The following chart puts inequality in the United States in comparative perspective.
Read here for an explanation of the graphs and its source:
Here the population of each country is divided into 20 equally-sized income groups, ranked by their household per-capita income. These are called “ventiles,” as you can see on the horizontal axis, and each “ventile” translates to a cluster of five percentiles. . . .
Now on the vertical axis, you can see where any given ventile from any country falls when compared to the entire population of the world.
For example, trace the line for Brazil, a country with extreme income inequality.
Brazil’s bottom ventile — that is, the poorest 5 percent of the Brazilian population, shown as the left-most point on the line — is about as poor as anyone in the entire world, registering a percentile in the single digits when compared to the income distribution worldwide.
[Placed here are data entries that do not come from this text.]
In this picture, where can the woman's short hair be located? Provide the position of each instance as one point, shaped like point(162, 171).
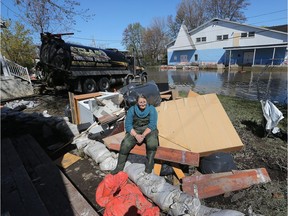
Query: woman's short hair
point(141, 96)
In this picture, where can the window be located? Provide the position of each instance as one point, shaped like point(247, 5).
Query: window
point(251, 34)
point(202, 39)
point(247, 34)
point(243, 34)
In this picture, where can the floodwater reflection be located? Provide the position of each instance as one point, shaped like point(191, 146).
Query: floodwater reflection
point(271, 85)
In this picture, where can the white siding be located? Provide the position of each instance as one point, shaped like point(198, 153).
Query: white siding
point(262, 36)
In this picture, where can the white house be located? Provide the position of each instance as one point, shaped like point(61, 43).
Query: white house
point(229, 43)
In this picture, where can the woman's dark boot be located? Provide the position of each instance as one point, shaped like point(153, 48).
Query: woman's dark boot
point(120, 164)
point(150, 164)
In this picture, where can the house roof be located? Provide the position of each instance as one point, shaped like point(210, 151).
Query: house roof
point(183, 37)
point(282, 28)
point(272, 29)
point(235, 23)
point(257, 46)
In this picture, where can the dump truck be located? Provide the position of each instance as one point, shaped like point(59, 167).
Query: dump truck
point(82, 68)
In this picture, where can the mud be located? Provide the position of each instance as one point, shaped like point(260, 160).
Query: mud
point(260, 150)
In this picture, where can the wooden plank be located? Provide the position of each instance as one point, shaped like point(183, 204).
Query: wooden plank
point(19, 196)
point(86, 96)
point(79, 205)
point(198, 124)
point(72, 107)
point(220, 183)
point(165, 154)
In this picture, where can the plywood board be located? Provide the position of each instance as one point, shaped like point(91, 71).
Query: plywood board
point(198, 124)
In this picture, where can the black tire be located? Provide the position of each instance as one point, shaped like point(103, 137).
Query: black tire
point(104, 84)
point(143, 79)
point(129, 80)
point(89, 85)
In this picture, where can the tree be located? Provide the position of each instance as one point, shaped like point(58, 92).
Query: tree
point(17, 45)
point(51, 15)
point(155, 41)
point(133, 40)
point(227, 9)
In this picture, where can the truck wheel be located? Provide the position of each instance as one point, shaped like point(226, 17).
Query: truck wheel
point(104, 84)
point(143, 78)
point(129, 79)
point(89, 85)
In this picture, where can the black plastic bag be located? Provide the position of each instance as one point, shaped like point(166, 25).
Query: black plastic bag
point(216, 163)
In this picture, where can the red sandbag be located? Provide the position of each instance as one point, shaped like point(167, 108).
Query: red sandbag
point(122, 198)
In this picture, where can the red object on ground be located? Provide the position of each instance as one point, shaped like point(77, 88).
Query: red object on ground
point(122, 198)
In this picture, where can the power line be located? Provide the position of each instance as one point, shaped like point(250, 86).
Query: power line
point(266, 14)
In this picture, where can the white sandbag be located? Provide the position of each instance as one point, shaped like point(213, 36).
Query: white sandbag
point(153, 186)
point(81, 142)
point(272, 115)
point(203, 211)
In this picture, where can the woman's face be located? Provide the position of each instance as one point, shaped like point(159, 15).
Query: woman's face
point(142, 102)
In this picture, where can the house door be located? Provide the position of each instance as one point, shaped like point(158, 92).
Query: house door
point(248, 58)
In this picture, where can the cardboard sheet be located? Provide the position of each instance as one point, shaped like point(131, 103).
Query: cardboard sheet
point(198, 124)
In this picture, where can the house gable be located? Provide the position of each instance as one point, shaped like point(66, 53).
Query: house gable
point(183, 40)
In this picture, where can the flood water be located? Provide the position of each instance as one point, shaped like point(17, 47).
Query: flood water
point(262, 85)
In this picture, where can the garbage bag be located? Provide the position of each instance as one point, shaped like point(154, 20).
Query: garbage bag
point(217, 162)
point(149, 89)
point(122, 198)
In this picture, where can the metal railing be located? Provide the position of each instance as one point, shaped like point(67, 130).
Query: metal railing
point(17, 70)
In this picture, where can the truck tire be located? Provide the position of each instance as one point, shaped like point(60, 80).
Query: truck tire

Meanwhile, Brazil also has some of the world’s richest, as you can see by how high up on the chart Brazil’s top ventile reaches. In other words, this one country covers a very broad span of income groups.
Now take a look at America.
Notice how the entire line for the United States resides in the top portion of the graph? That’s because the entire country is relatively rich. In fact, America’s bottom ventile is still richer than most of the world: That is, the typical person in the bottom 5 percent of the American income distribution is still richer than 68 percent of the world’s inhabitants.
Now check out the line for India. India’s poorest ventile corresponds with the 4th poorest percentile worldwide. And its richest? The 68th percentile. Yes, that’s right: America’s poorest are, as a group, about as rich as India’s richest.
This tells me two things. First, obviously, all Americans are living high above the world average, but it also tells me that as we continue to globalize we have nowhere to go but down. The middle class in India who live less well than our poor, are also the engineers who will work for less than ours do.